Fortunately, after eight hours of hell, the transport MEC called for a mediation, and the strike was suspended.
But the issues are far from resolved.
Two days later and another incident sparked a disaster.
A truck overturned on the N1, killing the driver and crushing two people in a car.
With the N1 closed down at 9.30am, thousands of people were late for work.
Here at the Daily Voice, we started work an hour late, it was the same elsewhere.
Now authorities are calling for a ban on trucks on highways during peak times.
Speaking of delays, Metrorail made headlines again.
On Tuesday, chairperson of the Western Cape provincial legislature’s standing committee on public works and transport, Nceba Hinana, said there had been 32 murders and 114 incidents of assault recorded between 2015 and 2017 on trains and railway stations in the Western Cape.
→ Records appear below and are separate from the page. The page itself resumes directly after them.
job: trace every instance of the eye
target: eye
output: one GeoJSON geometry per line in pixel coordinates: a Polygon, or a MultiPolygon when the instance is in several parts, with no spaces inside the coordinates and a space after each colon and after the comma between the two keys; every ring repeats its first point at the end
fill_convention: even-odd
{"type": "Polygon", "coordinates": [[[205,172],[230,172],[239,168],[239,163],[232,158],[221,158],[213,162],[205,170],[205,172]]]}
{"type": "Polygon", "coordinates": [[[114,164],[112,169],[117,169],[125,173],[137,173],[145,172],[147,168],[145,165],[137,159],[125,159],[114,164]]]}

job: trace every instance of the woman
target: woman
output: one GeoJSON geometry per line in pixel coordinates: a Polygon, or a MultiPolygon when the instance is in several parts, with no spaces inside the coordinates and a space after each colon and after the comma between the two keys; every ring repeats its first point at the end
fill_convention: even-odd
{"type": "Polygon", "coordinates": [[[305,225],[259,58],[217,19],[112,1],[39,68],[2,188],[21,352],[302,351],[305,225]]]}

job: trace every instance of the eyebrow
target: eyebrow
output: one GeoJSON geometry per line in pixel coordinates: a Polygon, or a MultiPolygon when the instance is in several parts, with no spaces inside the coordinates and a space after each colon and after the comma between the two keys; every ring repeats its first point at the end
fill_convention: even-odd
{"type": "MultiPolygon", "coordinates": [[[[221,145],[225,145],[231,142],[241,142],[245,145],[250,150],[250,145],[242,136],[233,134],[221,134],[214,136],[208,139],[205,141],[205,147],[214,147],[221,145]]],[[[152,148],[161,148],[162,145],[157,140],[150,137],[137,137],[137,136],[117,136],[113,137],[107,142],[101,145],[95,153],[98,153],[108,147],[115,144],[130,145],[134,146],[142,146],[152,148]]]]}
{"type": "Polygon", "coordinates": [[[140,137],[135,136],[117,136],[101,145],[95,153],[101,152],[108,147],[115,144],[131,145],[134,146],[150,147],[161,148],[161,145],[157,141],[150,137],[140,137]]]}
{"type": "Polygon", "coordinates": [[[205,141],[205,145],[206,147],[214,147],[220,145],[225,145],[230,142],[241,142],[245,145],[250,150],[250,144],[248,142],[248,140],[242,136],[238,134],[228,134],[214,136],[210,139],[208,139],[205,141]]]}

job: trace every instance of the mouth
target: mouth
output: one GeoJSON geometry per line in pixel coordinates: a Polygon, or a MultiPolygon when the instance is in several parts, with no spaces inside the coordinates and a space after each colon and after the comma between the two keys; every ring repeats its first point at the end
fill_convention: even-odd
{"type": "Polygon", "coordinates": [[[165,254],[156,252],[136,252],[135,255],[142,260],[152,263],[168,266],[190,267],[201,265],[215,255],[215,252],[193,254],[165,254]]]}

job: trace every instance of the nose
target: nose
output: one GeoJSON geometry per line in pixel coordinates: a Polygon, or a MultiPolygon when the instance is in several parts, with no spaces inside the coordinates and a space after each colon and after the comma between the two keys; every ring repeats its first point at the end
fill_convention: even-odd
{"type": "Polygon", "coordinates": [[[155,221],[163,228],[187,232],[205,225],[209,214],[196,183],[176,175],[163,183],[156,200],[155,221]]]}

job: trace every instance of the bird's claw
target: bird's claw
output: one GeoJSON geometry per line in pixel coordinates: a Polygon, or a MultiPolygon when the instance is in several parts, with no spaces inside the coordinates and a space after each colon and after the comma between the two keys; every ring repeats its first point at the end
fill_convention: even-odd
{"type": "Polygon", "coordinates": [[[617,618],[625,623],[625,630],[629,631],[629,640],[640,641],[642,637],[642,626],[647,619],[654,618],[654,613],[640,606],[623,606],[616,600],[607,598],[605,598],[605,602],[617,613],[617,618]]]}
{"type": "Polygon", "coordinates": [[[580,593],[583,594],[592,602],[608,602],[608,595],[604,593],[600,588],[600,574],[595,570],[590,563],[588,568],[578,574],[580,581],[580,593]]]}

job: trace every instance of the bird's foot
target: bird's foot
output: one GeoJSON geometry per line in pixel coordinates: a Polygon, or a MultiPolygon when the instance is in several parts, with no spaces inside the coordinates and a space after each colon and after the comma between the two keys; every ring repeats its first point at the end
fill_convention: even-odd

And Metrorail later confirmed they spent nearly R340 000 on guns, ammunition and training to protect their staff, commuters and infrastructure.
I agree 100% that security needs to be beefed up, for the passengers’ sake and to combat vandalism and arson, which costs the rail service big.
But guards carrying guns on crowded trains and platforms? That’s not the safest idea, is it?
Ai, arme Metrorail is a Titanic on wheels and perhaps it’s time this service was privatised.
All in all, the transport situation in the Western Cape is a social and economic crisis and it’s only going to get worse.
Government needs to urgently sit down and work on some radical solutions to these problems.
* Taariq Halim is editor of the Daily Voice.